From Fashion Wire Daily .
By Godfrey Deeny
Maybe we should call the latest Giorgio Armani men’s collection Our Mani – mani being Italian for hands, like the pair that graced the program of his latest show.
The collection, staged Thursday afternoon in his custom-made, Tadao Ando designed headquarters in south Milan was all about Armani’s impressive ability to cut, shape and invent new jacket shapes. The results were all the more impressive given that Armani celebrated 70 last year, yet seems to have more ideas about how to re-invent the jacket than any designer or tailor in Italy.

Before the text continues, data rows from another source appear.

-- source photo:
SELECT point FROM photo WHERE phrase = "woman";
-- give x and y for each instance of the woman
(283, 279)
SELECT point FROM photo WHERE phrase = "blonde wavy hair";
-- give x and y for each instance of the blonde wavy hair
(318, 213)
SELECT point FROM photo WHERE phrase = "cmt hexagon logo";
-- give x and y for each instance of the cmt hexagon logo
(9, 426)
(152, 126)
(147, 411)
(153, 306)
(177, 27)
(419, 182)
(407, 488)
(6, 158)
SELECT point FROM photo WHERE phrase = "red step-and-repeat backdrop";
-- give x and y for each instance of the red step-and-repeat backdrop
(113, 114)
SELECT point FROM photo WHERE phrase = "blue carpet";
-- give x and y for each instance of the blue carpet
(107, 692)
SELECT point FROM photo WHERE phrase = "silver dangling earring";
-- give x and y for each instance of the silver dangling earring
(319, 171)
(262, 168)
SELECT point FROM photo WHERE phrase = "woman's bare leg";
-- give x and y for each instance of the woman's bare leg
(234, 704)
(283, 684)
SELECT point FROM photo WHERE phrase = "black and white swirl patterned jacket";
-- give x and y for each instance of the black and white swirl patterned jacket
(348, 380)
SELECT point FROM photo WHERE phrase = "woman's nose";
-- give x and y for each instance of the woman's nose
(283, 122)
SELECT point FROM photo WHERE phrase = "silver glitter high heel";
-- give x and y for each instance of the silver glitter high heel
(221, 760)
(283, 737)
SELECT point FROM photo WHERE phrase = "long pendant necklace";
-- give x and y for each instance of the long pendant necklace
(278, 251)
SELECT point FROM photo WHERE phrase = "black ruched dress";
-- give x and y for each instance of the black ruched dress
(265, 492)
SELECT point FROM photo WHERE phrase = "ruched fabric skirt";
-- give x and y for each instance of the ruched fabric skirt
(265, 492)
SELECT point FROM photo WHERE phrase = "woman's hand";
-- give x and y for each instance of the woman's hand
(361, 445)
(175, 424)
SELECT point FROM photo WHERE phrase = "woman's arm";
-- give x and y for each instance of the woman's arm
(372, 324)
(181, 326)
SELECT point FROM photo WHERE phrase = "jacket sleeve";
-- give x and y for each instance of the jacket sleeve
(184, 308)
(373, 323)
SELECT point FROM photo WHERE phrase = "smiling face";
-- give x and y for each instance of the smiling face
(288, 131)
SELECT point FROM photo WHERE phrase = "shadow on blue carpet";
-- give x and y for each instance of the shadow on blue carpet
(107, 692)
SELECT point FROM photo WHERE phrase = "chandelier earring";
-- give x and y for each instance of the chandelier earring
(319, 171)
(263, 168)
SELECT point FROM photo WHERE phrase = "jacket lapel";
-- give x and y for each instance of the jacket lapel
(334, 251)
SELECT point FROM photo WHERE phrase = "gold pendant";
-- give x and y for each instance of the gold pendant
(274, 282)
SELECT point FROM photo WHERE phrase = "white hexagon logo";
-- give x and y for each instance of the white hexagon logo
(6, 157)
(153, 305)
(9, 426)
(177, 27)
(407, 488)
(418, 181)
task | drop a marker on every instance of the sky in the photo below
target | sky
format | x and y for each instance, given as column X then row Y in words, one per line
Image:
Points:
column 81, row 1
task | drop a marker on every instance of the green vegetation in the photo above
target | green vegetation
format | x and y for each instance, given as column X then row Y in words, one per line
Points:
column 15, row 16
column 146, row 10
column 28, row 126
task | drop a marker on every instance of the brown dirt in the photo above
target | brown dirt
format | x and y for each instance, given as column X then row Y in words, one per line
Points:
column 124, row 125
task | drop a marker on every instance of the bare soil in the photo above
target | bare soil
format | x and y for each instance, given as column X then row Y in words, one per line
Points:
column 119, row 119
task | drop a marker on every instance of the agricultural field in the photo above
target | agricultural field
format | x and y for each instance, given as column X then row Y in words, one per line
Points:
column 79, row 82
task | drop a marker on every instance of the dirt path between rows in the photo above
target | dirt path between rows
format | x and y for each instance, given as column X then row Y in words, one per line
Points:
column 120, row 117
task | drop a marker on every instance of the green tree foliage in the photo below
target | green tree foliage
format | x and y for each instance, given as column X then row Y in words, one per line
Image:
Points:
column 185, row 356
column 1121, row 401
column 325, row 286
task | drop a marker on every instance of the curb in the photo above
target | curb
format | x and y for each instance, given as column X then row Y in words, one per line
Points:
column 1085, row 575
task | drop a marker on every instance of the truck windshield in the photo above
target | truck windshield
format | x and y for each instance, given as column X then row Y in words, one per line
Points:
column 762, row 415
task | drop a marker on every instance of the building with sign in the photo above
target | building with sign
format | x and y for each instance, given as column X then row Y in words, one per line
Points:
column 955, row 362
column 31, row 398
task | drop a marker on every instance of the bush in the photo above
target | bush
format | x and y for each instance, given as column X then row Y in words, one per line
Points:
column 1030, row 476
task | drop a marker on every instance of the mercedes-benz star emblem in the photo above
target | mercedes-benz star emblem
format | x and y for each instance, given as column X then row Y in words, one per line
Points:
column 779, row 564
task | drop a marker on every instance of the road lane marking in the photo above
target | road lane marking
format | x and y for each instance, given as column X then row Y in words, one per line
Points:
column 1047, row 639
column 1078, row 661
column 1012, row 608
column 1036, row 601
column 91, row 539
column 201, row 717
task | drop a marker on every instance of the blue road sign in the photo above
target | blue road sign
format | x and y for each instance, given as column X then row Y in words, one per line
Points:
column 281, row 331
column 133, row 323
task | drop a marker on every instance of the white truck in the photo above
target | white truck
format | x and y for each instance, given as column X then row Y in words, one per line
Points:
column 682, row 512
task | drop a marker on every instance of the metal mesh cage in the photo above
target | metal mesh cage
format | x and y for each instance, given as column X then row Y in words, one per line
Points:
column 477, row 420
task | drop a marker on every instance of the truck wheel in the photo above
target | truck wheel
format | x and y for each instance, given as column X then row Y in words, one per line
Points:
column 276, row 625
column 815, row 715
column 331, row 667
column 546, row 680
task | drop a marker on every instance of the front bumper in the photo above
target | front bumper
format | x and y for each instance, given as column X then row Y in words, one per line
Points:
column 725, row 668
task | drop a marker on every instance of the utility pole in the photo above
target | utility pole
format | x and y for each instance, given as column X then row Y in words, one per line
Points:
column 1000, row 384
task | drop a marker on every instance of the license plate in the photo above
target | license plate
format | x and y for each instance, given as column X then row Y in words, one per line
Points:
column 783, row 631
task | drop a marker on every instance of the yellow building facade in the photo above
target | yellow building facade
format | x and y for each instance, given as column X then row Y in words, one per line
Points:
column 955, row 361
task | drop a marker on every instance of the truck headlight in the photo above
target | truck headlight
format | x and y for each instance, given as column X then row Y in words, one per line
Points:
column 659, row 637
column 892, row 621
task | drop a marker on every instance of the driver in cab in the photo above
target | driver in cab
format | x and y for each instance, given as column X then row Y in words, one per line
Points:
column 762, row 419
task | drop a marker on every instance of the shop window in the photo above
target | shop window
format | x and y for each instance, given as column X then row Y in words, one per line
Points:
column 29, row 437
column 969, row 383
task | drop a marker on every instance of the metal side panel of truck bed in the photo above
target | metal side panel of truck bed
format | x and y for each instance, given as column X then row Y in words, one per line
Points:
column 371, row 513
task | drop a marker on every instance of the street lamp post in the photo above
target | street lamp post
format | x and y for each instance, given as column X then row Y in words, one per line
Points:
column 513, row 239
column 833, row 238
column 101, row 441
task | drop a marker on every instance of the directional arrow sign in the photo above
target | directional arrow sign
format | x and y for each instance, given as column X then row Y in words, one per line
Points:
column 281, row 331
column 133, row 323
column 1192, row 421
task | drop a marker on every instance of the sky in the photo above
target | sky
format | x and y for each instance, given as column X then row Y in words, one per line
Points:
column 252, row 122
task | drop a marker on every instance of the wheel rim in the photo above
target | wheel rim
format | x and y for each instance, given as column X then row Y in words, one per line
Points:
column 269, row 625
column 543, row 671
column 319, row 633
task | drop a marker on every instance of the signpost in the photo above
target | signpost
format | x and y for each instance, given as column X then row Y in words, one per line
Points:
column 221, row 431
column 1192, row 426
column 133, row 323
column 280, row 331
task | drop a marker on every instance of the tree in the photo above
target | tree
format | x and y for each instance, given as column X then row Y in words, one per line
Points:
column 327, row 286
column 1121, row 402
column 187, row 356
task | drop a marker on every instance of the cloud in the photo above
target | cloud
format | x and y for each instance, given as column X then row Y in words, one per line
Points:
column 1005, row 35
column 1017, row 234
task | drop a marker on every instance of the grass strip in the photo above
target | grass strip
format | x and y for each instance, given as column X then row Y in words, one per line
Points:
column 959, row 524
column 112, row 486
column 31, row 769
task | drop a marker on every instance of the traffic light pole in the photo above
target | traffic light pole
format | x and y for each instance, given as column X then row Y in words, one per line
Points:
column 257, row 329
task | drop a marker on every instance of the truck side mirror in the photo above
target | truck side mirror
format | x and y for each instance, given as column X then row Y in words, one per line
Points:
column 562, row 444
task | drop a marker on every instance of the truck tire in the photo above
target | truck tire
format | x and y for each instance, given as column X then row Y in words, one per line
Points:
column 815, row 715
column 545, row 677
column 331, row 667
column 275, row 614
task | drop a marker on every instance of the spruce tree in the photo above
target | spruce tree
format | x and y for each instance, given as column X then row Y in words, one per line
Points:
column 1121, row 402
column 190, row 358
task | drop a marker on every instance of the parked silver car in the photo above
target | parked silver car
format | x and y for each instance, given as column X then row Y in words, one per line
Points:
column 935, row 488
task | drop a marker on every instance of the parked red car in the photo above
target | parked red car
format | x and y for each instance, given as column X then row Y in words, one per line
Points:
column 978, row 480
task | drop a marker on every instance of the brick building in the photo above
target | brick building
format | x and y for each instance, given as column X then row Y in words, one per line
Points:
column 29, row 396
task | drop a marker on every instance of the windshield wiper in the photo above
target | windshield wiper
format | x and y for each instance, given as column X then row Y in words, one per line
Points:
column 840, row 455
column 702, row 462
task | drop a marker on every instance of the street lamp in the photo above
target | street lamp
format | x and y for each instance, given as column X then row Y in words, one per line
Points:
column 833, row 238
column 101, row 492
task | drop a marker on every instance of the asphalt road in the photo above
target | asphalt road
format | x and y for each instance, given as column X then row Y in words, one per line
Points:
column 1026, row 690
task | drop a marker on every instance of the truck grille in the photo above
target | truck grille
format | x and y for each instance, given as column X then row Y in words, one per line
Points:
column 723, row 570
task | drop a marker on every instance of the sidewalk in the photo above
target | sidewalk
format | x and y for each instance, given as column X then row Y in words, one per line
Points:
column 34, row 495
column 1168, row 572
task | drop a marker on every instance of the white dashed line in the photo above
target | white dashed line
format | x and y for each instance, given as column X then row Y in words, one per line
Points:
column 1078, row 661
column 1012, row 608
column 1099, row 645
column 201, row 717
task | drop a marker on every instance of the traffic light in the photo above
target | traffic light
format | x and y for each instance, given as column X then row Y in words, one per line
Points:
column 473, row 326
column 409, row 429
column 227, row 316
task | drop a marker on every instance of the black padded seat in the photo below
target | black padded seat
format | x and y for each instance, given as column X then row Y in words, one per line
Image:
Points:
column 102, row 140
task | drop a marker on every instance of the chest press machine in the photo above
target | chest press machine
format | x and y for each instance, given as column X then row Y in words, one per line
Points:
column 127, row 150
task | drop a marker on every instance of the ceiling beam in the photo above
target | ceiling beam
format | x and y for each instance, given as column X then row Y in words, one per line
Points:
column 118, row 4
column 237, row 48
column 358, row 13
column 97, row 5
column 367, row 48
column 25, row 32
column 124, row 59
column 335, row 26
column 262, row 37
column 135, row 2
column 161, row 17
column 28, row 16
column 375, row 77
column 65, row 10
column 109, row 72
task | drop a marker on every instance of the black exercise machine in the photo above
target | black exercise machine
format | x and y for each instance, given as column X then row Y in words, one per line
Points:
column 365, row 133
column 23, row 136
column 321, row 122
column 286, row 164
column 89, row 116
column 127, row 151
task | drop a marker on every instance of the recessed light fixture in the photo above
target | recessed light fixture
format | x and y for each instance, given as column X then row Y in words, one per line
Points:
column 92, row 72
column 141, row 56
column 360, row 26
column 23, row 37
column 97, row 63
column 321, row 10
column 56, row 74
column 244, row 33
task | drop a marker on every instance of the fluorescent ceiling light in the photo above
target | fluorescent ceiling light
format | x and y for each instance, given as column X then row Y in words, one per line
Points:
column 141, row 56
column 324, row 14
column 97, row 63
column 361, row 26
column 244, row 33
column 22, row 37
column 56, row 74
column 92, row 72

In a sense, Giorgio has been doing this for years – he was the first designer to put men into the quintessential woman’s fabric, crepe, and the first to completely de-construct the jacket by throwing away interior shoulder pads.
For spring-summer 2006, Armani revamped this garment, shortening it by several inches, trimming the hips to elongate the silhouette and using saddle shoulders and peak lapels to lighten the line. Using lots of single buttons the jackets had pure lines and just that right amount of newness. They pretty well all looked great on the models and you could see them working flatteringly on lesser mortals.
With fashion seasons moving along so quickly and new talents coming out of nowhere in an instant, it is often hard to remember what makes for really good fashion moments: solid and spectacular design. Here, is where grande Giorgio comes into play this season because he knows to do just that. With this collection he brought to life the best memories we have about Armani men’s wear.
Armani also has an uncanny ability to attract the right sort of people into his design team. Whoever suggested the materials for this show, has a great eye: seersucker dyed in burgundy, micro weave Prince of Wales checks or zigzag plays. Even the mono-color was spot on; there was a battleship gray metallic linen suit that you knew would look great on thousands of guys, and even the odd relative.
Paired with fabric shoes, collar shirts and second-skin leather dusters, the collection was excellent – making up for a rather predictable casting and tired soundtrack of old standards.
But give the sheer quality of the clothes, one had no other choice at show’s end than to raise one’s hands, like those on the program, high in applause.